POINT « L'AUTEUR A UNE MORALE ».

Là encore, le choix de très grandes ellipses est fait de manière très intelligente par Dupuy pour que, justement, on ne soit pas en mesure une seule seconde d'imaginer quoi que ce soit, et de remplir de fausses histoires la vie de sa mère. Les cases restent isolées les unes des autres, sans qu'on essaye d'imaginer le lien entre elles.

Dans ce cas, on est plus dans une démarche morale : il s'agit de la mère de l'auteur, pas d'un simple personnage, l'auteur ne veut pas qu'on se mette à imaginer de la fiction autour d'un personnage réel, il fait donc en sorte que ce ne soit pas possible pour notre cerveau.

PROBLÈME !

On lit la page, on ne fait aucun lien entre les différentes case, on ne rajoute pas notre mayonnaise pour lier les différents éléments, comment garder une cohérence à l'ensemble ? Hein ?

Dupuy y arrive en dressant des ponts entre les différentes images.

On a déjà parlé de ce fameux sourire qui disparaît petit à petit.



Ouais, parce que c'était pas assez triste la première fois, donc je vous le remontre.

Mais il y a aussi trois cases qui se répondent parce qu'un autre personnage est lié à cette femme.


Deux autres cases où elle est de dos, ou presque.


Et deux fois deux cases sur des âges bien marqués (la jeunesse-chez-ses-parents et la vieillesse-à-l'hôpital).



Il y a donc bien des ponts entre les différentes cases pour former un tout, mais pas des ponts dans le sujet des cases (on ne décrit pas une action en plusieurs cases), ce qui permettrait de faire fonctionner notre imagination. Ce sont plus des ponts structurels (je met entre guillemet, parce que ça fait un peu tarte comme terme abscon) (ceci dit, ça manquait de termes abscons, cette chronique) (on ne met jamais assez de termes abscons) (des ponts thématiques « la mère jeune », « la mère vielle », « la mère accompagnée », « la mère qui en chie »).

PLUS ENCORE !

Ce ne sont pas simplement ces ponts structurels mais les compositions des cases qui se répondent les unes aux autres, offrent des points de comparaison, de ressemblances et de dissemblances, et qui articulent nos sentiments face à cette page.

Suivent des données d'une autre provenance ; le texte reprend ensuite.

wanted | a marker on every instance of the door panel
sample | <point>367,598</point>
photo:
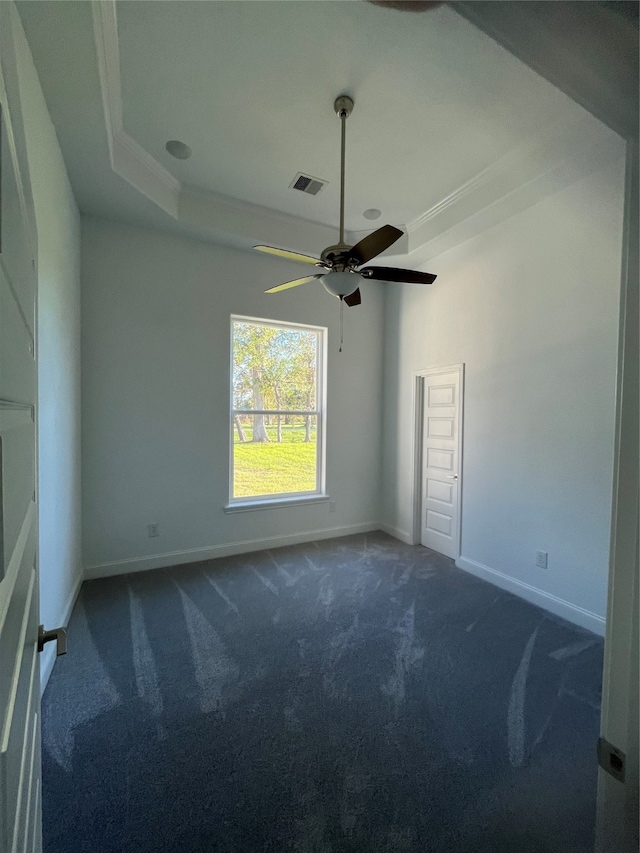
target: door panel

Dans la seconde case, seul le mari est resté dans le triangle de gauche et sur sa diagonale. 
Sa femme la quitté pour aller sur l'autre diagonale de l'image.

Dans ces deux cases, Dupuy est resté dans la même partie de l'image (le triangle du haut), 
alors que sa mère est redescendue dans un triangle plus bas.

C'EST DONC POUR CELA QU'ON CHOUINE.

L'entre-croisement des constructions / combinaisons / compositions donne l'unité de la page et fait en sorte qu'on reçoive la vie de la mère de l'auteur comme un tout, dont on compare différentes étapes.

Mais la trop grande différence entre les différentes étapes de sa vie décrites dans cette page ne nous permet pas d'imaginer cette vie, de la peupler. Nous en restons extérieurs et ne pouvons constater qu'une seule chose : entourée d'espoirs et de souffrance, la vie du personnage passe comme un souffle.

Plus que Pascal et ses maximes désespérées, plus que Schopenhauer et sa logique annihilante, Dupuy, en six cases, nous allonge pour le compte, en nous montrant toute la vanité de nos vies.

PETIT JEU CONCOURS : COMBIEN DE PERSONNE SONT ALLÉE AU BOUT DE CETTE CHRONIQUE SANS SE SUICIDER ?

Quatre ? bravo. Vous avez toute ma considération.